From the publisher: “We flock to momfluencers to learn about fashion, wellness, parenting, politics, and to find Brooklyn-designed crib sheets printed with radishes. Chances are, if you're a mother reading this (and maybe even if you're not!), you are an arm's length away from something you've purchased because a momfluencer made it look good.”

 

THE UGLY HISTORY OF BEAUTIFUL THINGS: ESSAYS ON DESIRE AND CONSUMPTION

by Katy Kelleher (Simon and Schuster)

From the publisher: “In these dazzling and deeply researched essays, Katy Kelleher blends science, history, and memoir to uncover the dark underbellies of our favorite goods. She reveals the crushed beetle shells in our lipstick, the musk of rodents in our perfume, and the burnt cow bones baked into our dishware. She examines the enduring appeal of the beautiful dead girl and the sad fate of the ugly mollusk.”

 

ORDINARY NOTES

by Christina Sharpe (Farrar, Straus and Giroux)

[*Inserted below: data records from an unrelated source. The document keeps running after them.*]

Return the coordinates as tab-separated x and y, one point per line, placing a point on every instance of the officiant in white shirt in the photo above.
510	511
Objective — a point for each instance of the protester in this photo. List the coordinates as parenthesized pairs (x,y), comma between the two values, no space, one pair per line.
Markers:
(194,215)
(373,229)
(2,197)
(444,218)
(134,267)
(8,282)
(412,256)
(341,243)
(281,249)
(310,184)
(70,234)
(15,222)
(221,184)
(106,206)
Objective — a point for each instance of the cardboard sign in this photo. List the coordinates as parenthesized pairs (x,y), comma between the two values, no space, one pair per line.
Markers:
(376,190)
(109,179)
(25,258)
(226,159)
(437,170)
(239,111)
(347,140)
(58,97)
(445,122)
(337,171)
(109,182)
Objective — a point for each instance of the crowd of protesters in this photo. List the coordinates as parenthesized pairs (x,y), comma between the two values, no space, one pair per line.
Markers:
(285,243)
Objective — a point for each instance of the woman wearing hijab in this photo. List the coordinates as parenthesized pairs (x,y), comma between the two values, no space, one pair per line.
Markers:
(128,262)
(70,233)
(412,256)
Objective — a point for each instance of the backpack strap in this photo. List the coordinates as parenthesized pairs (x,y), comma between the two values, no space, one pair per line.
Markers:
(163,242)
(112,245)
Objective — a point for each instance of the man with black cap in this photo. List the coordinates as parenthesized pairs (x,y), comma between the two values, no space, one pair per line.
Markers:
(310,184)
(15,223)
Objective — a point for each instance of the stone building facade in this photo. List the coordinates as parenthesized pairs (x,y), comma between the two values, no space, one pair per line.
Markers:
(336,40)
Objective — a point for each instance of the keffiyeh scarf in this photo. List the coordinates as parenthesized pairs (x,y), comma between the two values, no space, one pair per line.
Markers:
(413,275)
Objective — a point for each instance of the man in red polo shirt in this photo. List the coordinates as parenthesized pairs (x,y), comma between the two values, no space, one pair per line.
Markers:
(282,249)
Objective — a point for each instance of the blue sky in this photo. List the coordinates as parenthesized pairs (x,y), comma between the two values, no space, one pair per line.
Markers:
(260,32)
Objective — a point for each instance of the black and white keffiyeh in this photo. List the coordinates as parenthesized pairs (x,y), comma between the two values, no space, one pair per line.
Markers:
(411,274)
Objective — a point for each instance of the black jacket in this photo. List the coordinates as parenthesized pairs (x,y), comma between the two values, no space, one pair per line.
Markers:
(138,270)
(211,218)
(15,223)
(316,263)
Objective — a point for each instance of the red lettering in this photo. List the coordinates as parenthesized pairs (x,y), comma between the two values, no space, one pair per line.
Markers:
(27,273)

From the publisher: “Christina Sharpe skillfully weaves artifacts from the past—public ones alongside others that are poignantly personal—with present realities and possible futures, intricately constructing an immersive portrait of everyday Black existence. The themes and tones that echo through these pages, sometimes about language, beauty, memory; sometimes about history, art, photography, and literature—always attend, with exquisite care, to the ordinary-extraordinary dimensions of Black life.”